Bug 216101 - lost acpi events after resume from suspend - AMD Ryzen 6800H
Summary: lost acpi events after resume from suspend - AMD Ryzen 6800H
Status: CLOSED CODE_FIX
Alias: None
Product: ACPI
Classification: Unclassified
Component: Other (show other bugs)
Hardware: AMD Linux
: P1 normal
Assignee: Mario Limonciello (AMD)
URL:
Keywords:
Depends on:
Blocks:
 
Reported: 2022-06-09 10:26 UTC by Catalin
Modified: 2022-12-05 21:32 UTC (History)
5 users (show)

See Also:
Kernel Version: 5.18.2
Subsystem:
Regression: No
Bisected commit-id:


Attachments
patch 1/4 (3.62 KB, application/mbox)
2022-09-08 13:04 UTC, Mario Limonciello (AMD)
Details
patch 2/4 (1.21 KB, application/mbox)
2022-09-08 13:04 UTC, Mario Limonciello (AMD)
Details
patch 3/4 (2.15 KB, application/mbox)
2022-09-08 13:05 UTC, Mario Limonciello (AMD)
Details
patch 4/4 (1.85 KB, application/mbox)
2022-09-08 13:05 UTC, Mario Limonciello (AMD)
Details

Description Catalin 2022-06-09 10:26:56 UTC
Hello,

I have a ASUS TUF Gaming A17 FA707RE laptop.
Ryzen 6800H, nvidia dgpu.

There are some problems with acpi events detection.
With clean start almost everything works, fn keys, battery status, except the close lid action.
Kernel detects closed/open state but no acpi event is generated in acpi_listen.

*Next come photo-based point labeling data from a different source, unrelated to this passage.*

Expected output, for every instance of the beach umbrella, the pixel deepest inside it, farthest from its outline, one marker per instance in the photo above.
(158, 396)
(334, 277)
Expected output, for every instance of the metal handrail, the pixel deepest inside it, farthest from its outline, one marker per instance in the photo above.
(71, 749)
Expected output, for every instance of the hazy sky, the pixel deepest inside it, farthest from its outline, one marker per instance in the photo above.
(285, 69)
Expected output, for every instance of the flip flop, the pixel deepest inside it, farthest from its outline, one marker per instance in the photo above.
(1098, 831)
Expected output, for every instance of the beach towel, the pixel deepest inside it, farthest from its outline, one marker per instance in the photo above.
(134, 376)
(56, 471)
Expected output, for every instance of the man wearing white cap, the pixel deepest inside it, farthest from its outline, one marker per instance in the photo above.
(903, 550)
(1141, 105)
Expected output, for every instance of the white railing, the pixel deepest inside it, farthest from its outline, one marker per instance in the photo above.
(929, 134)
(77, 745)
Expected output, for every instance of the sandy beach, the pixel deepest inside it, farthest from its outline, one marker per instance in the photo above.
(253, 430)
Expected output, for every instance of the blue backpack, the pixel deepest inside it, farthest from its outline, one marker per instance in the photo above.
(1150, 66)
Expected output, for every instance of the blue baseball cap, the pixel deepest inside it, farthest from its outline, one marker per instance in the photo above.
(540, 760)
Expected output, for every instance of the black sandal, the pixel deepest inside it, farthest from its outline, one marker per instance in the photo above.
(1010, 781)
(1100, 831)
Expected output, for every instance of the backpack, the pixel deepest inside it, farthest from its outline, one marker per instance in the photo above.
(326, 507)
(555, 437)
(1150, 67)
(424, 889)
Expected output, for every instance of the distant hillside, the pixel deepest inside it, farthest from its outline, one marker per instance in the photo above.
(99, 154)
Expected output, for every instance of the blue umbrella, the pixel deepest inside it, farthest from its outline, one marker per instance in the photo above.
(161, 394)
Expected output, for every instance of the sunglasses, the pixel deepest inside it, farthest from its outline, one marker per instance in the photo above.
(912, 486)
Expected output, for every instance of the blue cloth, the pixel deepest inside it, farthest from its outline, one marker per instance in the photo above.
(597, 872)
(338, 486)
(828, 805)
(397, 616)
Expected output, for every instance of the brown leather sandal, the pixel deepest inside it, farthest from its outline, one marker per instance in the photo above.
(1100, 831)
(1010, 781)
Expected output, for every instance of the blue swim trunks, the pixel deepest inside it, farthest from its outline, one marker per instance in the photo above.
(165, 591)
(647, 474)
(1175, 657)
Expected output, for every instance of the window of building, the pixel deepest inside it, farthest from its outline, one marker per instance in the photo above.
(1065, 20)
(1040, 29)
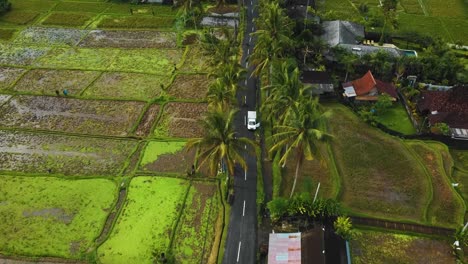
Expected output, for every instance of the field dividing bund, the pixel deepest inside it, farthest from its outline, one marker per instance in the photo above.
(26, 152)
(379, 177)
(53, 217)
(154, 214)
(166, 157)
(181, 120)
(447, 208)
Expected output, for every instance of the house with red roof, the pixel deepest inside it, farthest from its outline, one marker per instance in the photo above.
(447, 106)
(367, 88)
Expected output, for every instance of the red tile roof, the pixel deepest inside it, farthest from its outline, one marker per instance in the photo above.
(364, 84)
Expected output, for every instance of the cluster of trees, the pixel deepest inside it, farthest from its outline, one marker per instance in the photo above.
(438, 64)
(301, 204)
(220, 148)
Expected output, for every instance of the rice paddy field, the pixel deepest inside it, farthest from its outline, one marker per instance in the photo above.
(84, 86)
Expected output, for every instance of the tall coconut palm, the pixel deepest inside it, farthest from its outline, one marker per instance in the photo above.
(220, 147)
(301, 134)
(284, 92)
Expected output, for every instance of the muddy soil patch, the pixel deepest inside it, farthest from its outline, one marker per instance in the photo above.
(16, 55)
(71, 115)
(8, 76)
(130, 39)
(120, 85)
(181, 120)
(50, 36)
(146, 123)
(190, 86)
(48, 81)
(68, 155)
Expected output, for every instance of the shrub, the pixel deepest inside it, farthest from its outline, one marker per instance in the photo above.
(343, 227)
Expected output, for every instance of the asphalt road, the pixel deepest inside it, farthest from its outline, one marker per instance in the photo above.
(242, 231)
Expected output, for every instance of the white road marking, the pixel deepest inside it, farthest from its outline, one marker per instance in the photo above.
(238, 251)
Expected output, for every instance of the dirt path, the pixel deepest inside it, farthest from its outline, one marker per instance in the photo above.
(110, 219)
(429, 230)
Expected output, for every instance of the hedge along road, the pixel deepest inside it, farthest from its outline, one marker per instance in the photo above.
(242, 233)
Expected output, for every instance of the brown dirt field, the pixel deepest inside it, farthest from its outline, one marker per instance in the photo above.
(190, 86)
(146, 123)
(8, 76)
(129, 39)
(182, 120)
(179, 162)
(70, 115)
(47, 81)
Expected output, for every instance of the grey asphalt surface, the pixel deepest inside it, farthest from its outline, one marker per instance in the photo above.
(242, 231)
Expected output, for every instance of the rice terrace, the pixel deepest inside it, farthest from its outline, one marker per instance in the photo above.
(212, 131)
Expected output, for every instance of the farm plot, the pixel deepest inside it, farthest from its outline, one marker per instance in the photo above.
(161, 156)
(50, 36)
(181, 120)
(49, 81)
(147, 222)
(156, 61)
(8, 76)
(77, 58)
(121, 85)
(147, 121)
(312, 172)
(68, 155)
(71, 115)
(135, 22)
(379, 248)
(379, 175)
(190, 86)
(194, 240)
(446, 208)
(195, 61)
(32, 207)
(15, 55)
(129, 39)
(67, 19)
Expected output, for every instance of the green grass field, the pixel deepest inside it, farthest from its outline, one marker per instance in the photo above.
(378, 247)
(147, 222)
(447, 208)
(375, 170)
(397, 120)
(45, 216)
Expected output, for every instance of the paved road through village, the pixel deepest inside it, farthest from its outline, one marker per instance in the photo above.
(242, 231)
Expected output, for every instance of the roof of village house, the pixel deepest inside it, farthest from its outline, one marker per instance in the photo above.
(342, 32)
(284, 248)
(366, 83)
(450, 107)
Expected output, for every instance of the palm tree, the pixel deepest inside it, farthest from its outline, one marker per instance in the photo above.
(301, 134)
(220, 147)
(284, 92)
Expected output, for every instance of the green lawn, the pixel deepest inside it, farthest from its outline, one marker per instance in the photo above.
(446, 209)
(379, 176)
(147, 221)
(379, 247)
(46, 216)
(397, 120)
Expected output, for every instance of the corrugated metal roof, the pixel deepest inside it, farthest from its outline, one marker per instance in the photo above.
(284, 248)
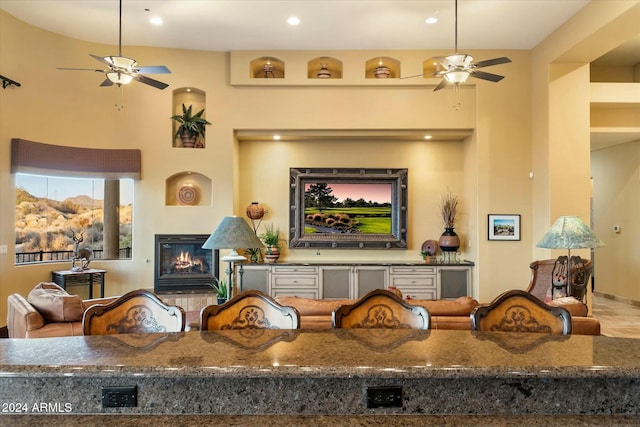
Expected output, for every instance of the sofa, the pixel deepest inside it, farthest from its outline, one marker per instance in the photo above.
(48, 311)
(445, 314)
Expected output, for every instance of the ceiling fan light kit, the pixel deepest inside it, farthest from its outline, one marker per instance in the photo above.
(119, 78)
(456, 68)
(122, 70)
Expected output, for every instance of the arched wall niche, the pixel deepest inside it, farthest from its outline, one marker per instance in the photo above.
(266, 67)
(188, 189)
(324, 67)
(382, 67)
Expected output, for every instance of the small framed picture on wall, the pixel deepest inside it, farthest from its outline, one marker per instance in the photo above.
(504, 227)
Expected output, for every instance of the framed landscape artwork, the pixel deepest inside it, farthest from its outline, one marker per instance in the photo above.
(348, 208)
(504, 227)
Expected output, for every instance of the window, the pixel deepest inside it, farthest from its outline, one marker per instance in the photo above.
(53, 211)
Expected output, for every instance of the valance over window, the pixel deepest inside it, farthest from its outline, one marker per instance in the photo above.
(56, 160)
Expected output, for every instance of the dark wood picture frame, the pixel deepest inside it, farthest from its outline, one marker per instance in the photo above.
(503, 227)
(393, 180)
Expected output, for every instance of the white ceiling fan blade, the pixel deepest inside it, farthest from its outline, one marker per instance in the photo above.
(441, 85)
(153, 69)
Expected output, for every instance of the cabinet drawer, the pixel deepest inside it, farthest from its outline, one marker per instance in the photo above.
(311, 294)
(279, 281)
(406, 269)
(421, 294)
(414, 281)
(298, 269)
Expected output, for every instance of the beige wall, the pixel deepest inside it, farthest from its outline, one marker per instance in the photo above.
(489, 170)
(616, 182)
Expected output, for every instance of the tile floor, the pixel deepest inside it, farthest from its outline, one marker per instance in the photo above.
(617, 319)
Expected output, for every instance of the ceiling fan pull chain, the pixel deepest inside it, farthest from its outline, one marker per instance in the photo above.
(456, 97)
(120, 98)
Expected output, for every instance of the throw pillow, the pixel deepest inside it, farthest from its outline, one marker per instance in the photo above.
(55, 304)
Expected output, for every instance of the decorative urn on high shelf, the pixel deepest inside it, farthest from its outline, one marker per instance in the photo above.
(191, 127)
(449, 240)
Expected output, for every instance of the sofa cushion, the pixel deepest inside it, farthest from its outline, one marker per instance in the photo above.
(575, 307)
(462, 306)
(55, 304)
(312, 307)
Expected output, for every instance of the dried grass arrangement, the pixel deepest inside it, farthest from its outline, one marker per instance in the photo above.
(448, 209)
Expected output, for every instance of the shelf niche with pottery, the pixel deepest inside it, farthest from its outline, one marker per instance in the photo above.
(324, 67)
(188, 189)
(187, 96)
(266, 67)
(382, 67)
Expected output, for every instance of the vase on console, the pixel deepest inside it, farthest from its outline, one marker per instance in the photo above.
(449, 240)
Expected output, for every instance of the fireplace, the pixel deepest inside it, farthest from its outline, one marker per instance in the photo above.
(182, 265)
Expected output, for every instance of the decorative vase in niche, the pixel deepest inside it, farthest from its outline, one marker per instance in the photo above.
(324, 73)
(449, 240)
(255, 211)
(382, 72)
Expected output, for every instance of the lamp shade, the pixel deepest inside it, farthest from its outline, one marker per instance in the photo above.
(232, 233)
(570, 232)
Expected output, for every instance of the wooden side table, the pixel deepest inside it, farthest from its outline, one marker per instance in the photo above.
(89, 277)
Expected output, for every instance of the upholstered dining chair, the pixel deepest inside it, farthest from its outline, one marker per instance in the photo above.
(544, 273)
(138, 311)
(251, 309)
(519, 311)
(381, 308)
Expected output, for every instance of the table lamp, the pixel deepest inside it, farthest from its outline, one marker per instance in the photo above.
(232, 233)
(569, 232)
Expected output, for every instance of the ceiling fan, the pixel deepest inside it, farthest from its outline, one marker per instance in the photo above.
(122, 70)
(456, 68)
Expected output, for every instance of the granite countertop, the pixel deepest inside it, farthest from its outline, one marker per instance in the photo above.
(325, 353)
(192, 420)
(437, 263)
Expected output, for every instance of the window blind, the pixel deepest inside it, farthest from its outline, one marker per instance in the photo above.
(57, 160)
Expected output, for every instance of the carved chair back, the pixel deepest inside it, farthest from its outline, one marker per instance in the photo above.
(250, 309)
(519, 311)
(138, 311)
(549, 272)
(381, 309)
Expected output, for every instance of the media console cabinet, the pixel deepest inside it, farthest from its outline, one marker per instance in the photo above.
(353, 280)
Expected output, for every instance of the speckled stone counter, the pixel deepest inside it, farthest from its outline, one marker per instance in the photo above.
(310, 374)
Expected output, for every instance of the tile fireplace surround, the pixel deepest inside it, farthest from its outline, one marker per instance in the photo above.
(284, 377)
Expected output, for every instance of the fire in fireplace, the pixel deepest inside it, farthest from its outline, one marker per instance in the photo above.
(182, 265)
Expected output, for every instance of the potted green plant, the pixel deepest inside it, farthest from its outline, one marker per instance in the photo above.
(191, 125)
(221, 289)
(271, 239)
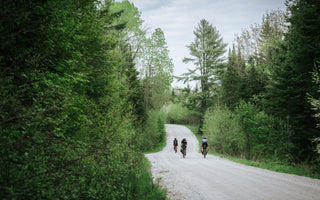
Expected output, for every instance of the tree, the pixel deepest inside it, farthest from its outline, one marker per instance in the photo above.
(206, 51)
(291, 79)
(156, 68)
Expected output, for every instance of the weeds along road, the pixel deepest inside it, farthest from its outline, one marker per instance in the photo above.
(216, 178)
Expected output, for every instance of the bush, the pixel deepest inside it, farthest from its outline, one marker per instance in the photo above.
(153, 134)
(222, 131)
(176, 113)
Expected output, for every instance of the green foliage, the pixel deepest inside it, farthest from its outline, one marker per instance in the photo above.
(206, 51)
(68, 113)
(176, 113)
(154, 133)
(223, 131)
(248, 133)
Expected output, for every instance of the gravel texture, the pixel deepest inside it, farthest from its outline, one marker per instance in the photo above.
(195, 177)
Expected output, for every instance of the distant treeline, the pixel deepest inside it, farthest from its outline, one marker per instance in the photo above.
(263, 101)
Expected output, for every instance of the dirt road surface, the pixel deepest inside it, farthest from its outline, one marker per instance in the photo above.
(196, 178)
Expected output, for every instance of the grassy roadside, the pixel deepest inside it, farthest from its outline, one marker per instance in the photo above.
(297, 169)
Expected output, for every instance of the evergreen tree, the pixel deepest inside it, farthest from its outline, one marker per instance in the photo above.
(291, 79)
(206, 51)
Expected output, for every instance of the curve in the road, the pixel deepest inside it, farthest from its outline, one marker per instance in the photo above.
(194, 177)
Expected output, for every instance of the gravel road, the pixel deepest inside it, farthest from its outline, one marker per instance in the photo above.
(216, 178)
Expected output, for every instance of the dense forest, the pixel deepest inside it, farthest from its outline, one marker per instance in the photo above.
(86, 91)
(262, 102)
(80, 81)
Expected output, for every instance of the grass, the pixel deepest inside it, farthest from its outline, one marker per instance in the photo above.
(277, 166)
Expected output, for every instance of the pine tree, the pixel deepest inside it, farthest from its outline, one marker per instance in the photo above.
(291, 80)
(206, 51)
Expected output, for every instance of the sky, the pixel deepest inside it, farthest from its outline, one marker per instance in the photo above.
(178, 19)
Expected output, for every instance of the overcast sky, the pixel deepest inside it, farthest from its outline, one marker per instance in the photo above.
(178, 18)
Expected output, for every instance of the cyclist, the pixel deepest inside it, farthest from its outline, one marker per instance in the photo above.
(175, 144)
(204, 144)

After resuming from standby ( which always works! ) no acpi events for fn keys, lid,  also battery status plug or unplug not detected. When plugged in the percentage seems to be correct, acpi reports battery discharging.
Power button and sound off events are the only ones detected.
I tried reloading asus_nb_wmi module with no success. 
I have no useful errors in logs.

Pretty much same behavior on 5.17.11 and 5.19rc1. 5.19rc1 kernel does not detect lid state.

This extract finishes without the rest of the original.